Das umstrittene Bahnprojekt Stuttgart 21 bleibt der Zankapfel in der neuen grün-roten Regierungskoalition in Baden-Württemberg. Nun sorgen die Modalitäten der versprochenen Volksabstimmung für neuen Streit.
Grüne und SPD hatten nach zähem Ringen in den Koalitionsverhandlungen eine Einigung verkündet. Danach soll die Bevölkerung im Oktober über Stuttgart 21 abstimmen, so wie es die Grünen im Wahlkampf versprochen hatten. Allerdings sollen nur dann die Bürger entscheiden, wenn das Bahnprojekt den „Stresstest“ übersteht und nicht zuvor an zu hohen Kosten scheitert. Als finanzielle Obergrenze vereinbarten die Partner 4,5 Milliarden Euro, darüber hinaus wird sich die neue Landesregierung nicht am Projekt beteiligen.

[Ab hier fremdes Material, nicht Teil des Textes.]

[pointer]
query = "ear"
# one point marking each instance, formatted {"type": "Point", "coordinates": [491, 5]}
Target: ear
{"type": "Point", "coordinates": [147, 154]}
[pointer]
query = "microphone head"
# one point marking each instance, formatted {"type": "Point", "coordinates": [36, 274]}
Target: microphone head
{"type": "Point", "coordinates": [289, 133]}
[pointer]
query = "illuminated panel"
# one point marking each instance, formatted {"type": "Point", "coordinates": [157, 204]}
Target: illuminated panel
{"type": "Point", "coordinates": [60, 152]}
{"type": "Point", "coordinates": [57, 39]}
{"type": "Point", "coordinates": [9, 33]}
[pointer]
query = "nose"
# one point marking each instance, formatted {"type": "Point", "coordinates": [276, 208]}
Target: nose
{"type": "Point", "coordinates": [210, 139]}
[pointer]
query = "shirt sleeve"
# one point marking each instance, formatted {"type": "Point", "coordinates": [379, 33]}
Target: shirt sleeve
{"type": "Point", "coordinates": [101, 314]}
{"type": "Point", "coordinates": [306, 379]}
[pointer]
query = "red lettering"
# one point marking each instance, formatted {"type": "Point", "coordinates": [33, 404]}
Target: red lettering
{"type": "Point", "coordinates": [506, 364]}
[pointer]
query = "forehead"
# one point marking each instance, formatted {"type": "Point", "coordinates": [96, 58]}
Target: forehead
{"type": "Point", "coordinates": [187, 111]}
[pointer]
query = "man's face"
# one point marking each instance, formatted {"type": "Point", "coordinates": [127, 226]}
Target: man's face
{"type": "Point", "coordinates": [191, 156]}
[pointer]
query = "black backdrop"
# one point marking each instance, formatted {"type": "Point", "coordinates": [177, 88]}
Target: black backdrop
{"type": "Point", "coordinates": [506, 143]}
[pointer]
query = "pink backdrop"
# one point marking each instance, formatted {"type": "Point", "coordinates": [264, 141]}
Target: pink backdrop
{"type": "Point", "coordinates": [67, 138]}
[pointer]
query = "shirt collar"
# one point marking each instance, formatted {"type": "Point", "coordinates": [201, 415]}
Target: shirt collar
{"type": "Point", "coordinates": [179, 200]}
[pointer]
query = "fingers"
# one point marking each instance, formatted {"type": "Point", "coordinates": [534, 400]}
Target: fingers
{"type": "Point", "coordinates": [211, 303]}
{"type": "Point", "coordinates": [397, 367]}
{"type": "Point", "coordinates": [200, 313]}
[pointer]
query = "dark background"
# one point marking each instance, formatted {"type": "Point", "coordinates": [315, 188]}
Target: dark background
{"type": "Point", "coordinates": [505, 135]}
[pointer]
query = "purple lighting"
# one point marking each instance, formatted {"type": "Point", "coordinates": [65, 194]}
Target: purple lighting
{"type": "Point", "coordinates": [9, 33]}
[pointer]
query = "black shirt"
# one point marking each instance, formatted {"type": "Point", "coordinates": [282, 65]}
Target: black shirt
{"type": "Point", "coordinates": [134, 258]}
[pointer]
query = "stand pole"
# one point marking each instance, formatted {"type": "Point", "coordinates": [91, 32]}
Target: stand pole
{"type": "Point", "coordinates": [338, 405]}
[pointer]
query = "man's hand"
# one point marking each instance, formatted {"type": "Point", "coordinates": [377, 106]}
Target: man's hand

Kommt es aber zur Volksabstimmung, sieht die baden-württembergische Landesverfassung hohe rechtliche Hürde vor. Ein Drittel der Wahlberechtigten müsste sich gegen Stuttgart 21 aussprechen, um das Projekt zu stoppen, das sind 2,5 Millionen Baden-Württemberger. Das Problem: Bei den Landtagswahlen am 27. März hatten „nur“ 1,2 Millionen Bürger die Grünen gewählt, die als einzige Partei für den Ausstieg eintrat.
„Nicht zu schaffen“
Auch gemeinsam mit der SPD kamen sie lediglich auf nur rund 2,3 Millionen Stimmen. „Nüchtern betrachtet ist dieses Quorum nicht zu schaffen“, sagte der designierte Ministerpräsident Winfried Kretschmann (Grüne).
Die Koalitionäre wollen sich nun im Landtag für das Absenken des Quorums einsetzen. Dafür müsste allerdings die Landesverfassung geändert werden, was nur mit einer Zweidrittelmehrheit geschehen kann. Somit sind Grüne und SPD auf die Unterstützung der CDU als stärkster Fraktion angewiesen. „Ich hoffe, dass die CDU genug politische Vernunft hat, um das Quorum abzusenken“, sagte der Verkehrsexperte der Grünen, Werner Wölfle.
In der vergangenen Legislaturperiode hatte die CDU eine Absenkung auf 25 Prozent angeregt. Nun aber sperren sie sich, die Hürden des Referendums zu senken. „Es gibt dafür gar keinen Anlass“, sagte Fraktionschef Peter Hauk.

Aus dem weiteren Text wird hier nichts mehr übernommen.